In his thought-provoking book, Vanishing Grace; Whatever Happened to the Good News? Philip Yancey further quotes Rooney: “I’ve decided I’m against abortion . . . But I have a dilemma in that I much prefer the pro-choice to the pro-life people. I’d much rather eat dinner with a group of the former.”

Why did Rooney find so much to dislike among card carrying Christians? In the case of abortion, at least, it didn’t spring from being on the wrong side of an issue that passionately stirs them.

Maybe it’s because Christians sometimes act like spoiled children upset at being replaced by younger siblings. Christian culture is no longer the favored child.

Christians now are asked to explain themselves: How did the South become the Bible Belt even though its pre-Civil War white Christian citizens accepted slavery as God’s will? Why, when slavery was abolished, did they create segregation?

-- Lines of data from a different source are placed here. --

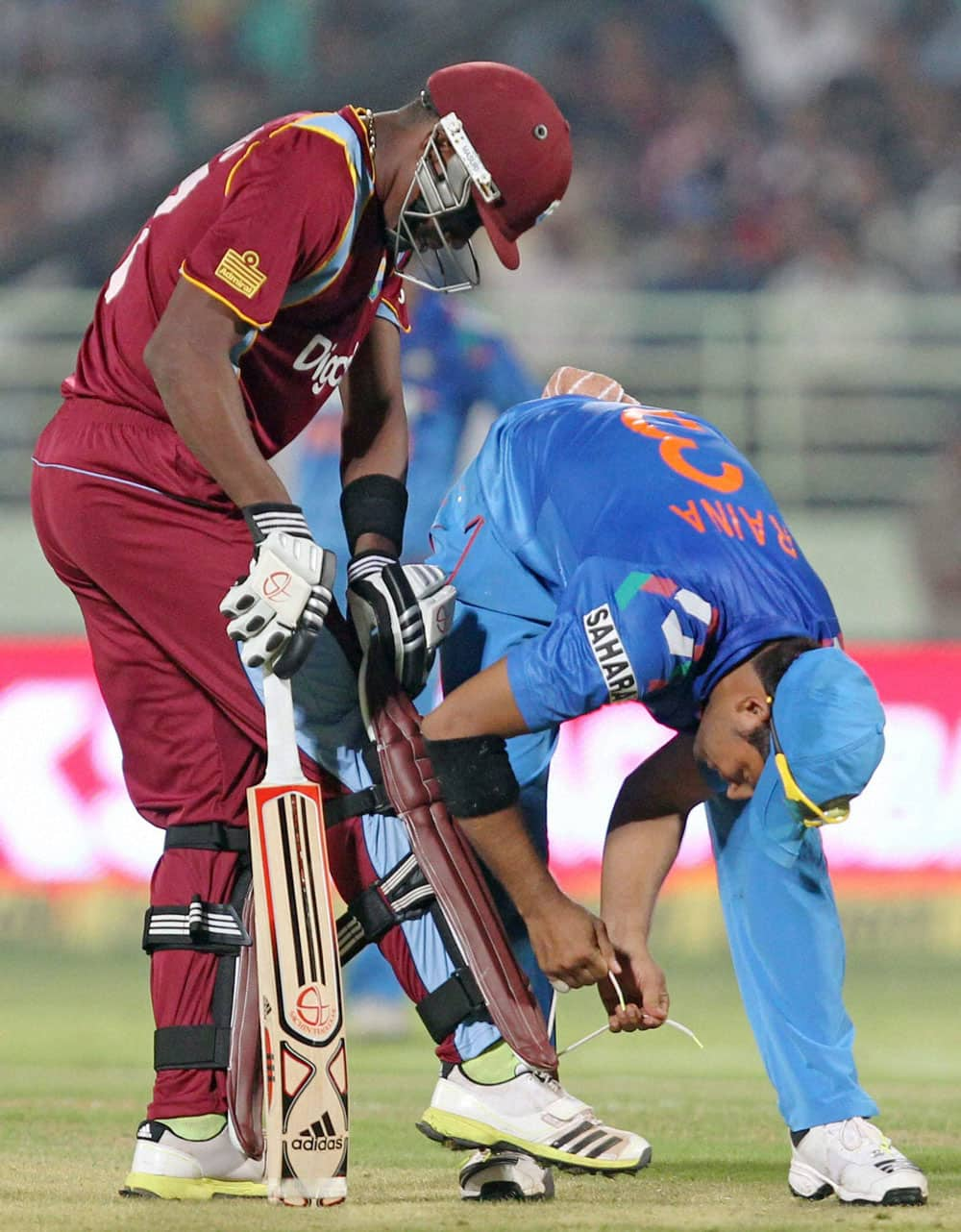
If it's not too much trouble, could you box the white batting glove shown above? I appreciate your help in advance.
[348,552,457,698]
[220,504,336,678]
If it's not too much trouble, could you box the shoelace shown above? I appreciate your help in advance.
[547,971,703,1057]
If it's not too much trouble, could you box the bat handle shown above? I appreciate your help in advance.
[263,672,303,782]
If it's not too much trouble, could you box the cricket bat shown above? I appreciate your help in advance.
[246,672,350,1206]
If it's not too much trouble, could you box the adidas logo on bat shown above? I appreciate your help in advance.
[291,1113,345,1150]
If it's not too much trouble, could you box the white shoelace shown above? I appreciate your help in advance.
[547,971,703,1057]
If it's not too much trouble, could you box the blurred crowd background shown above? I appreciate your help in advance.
[0,0,961,291]
[0,0,961,637]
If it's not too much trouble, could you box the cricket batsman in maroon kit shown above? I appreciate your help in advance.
[32,62,643,1197]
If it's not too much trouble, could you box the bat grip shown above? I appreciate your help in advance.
[263,672,303,782]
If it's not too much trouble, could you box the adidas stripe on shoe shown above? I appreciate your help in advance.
[787,1116,927,1206]
[418,1065,651,1174]
[119,1116,267,1202]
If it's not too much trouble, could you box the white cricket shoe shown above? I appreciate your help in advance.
[459,1150,554,1202]
[121,1121,267,1202]
[418,1063,651,1172]
[787,1116,927,1206]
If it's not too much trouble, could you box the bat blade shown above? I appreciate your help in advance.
[248,781,350,1206]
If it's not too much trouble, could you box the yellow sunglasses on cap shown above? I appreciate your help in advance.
[768,698,851,828]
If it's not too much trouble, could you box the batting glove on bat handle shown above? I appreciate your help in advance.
[220,504,336,678]
[348,552,457,698]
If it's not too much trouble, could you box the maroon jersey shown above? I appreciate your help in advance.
[62,108,407,457]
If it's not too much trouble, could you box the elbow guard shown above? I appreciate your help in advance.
[424,735,520,817]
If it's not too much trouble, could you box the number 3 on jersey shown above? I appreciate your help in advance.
[621,407,744,493]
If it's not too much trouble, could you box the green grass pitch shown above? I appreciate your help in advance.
[0,906,961,1232]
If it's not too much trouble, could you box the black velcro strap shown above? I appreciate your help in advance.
[154,1026,231,1070]
[337,851,436,964]
[324,782,397,826]
[418,967,490,1044]
[164,822,250,851]
[143,895,252,953]
[424,735,520,817]
[340,475,407,555]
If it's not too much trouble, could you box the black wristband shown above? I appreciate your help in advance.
[240,500,310,543]
[424,735,520,818]
[340,475,407,555]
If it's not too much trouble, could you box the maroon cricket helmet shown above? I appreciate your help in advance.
[428,61,572,270]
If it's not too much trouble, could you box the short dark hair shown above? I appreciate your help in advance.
[748,637,821,760]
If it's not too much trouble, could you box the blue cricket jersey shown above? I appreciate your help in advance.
[472,397,840,730]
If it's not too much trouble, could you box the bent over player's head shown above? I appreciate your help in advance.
[388,61,572,291]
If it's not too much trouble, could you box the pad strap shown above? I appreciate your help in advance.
[143,895,252,955]
[337,852,433,964]
[154,1025,231,1070]
[324,782,397,828]
[164,822,250,851]
[416,967,490,1044]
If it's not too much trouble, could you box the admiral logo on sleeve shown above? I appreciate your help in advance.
[584,604,637,701]
[214,248,267,300]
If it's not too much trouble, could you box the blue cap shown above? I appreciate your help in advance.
[756,647,885,809]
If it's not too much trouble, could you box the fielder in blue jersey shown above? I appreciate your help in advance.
[413,370,926,1205]
[293,283,537,1036]
[296,285,537,599]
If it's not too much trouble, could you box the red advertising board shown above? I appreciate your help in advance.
[0,638,961,890]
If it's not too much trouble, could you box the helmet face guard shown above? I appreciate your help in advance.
[393,111,501,292]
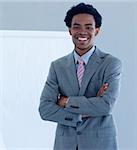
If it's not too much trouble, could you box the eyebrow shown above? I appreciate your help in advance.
[73,23,93,26]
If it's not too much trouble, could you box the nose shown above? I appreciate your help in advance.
[79,27,87,34]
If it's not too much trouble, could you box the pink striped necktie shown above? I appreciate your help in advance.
[77,59,85,87]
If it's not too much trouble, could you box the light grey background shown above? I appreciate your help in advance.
[0,0,137,150]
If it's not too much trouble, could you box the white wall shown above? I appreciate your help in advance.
[0,8,137,150]
[0,31,73,150]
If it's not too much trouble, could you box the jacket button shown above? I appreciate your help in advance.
[77,131,81,135]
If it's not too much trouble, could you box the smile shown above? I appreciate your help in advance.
[78,37,88,41]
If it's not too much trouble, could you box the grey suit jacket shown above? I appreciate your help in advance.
[39,48,121,150]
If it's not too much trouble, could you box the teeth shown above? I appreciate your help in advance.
[78,38,87,41]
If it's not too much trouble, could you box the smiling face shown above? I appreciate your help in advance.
[69,14,100,56]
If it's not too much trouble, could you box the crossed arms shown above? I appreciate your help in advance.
[39,59,121,127]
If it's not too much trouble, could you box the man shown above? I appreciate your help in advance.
[39,3,121,150]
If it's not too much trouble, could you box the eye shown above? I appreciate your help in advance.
[73,26,80,30]
[86,26,93,31]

Why do some Christians become ballistic over climate change instead of allowing reasonable debate? Spew hatred of gays? Identify so closely with politics that they draw harsh lines against those with different political opinions?

Quoting Yancey again: “The issue is not whether I agree with someone but rather how I treat someone with whom I profoundly disagree.”

 

Lesson from Charlie Hebdo: Be Angry But Sin Not

I doubt I would ever have read Charlie Hebdo even if French were my native language. Some of its offerings appear, IMHO, unnecessarily offensive. Nevertheless, I am appalled at the murders at the headquarters of the French journal, as are those who tweet “Je Suis Charlie” (I Am Charlie).”

Hopefully, few of us will kill because of our disagreement with another—but many of us listen to lies about them, or half truths, or intemperate accusations. We are thus a party to the incivility and political dysfunction that permeates this age. Perhaps Charlie Hebdo even contributed to this atmosphere.

Anger is not necessarily bad in itself. It’s how we handle our anger that counts. To understand someone does not erase our disagreement with him or her. It does prevent rancor and destroy hatred.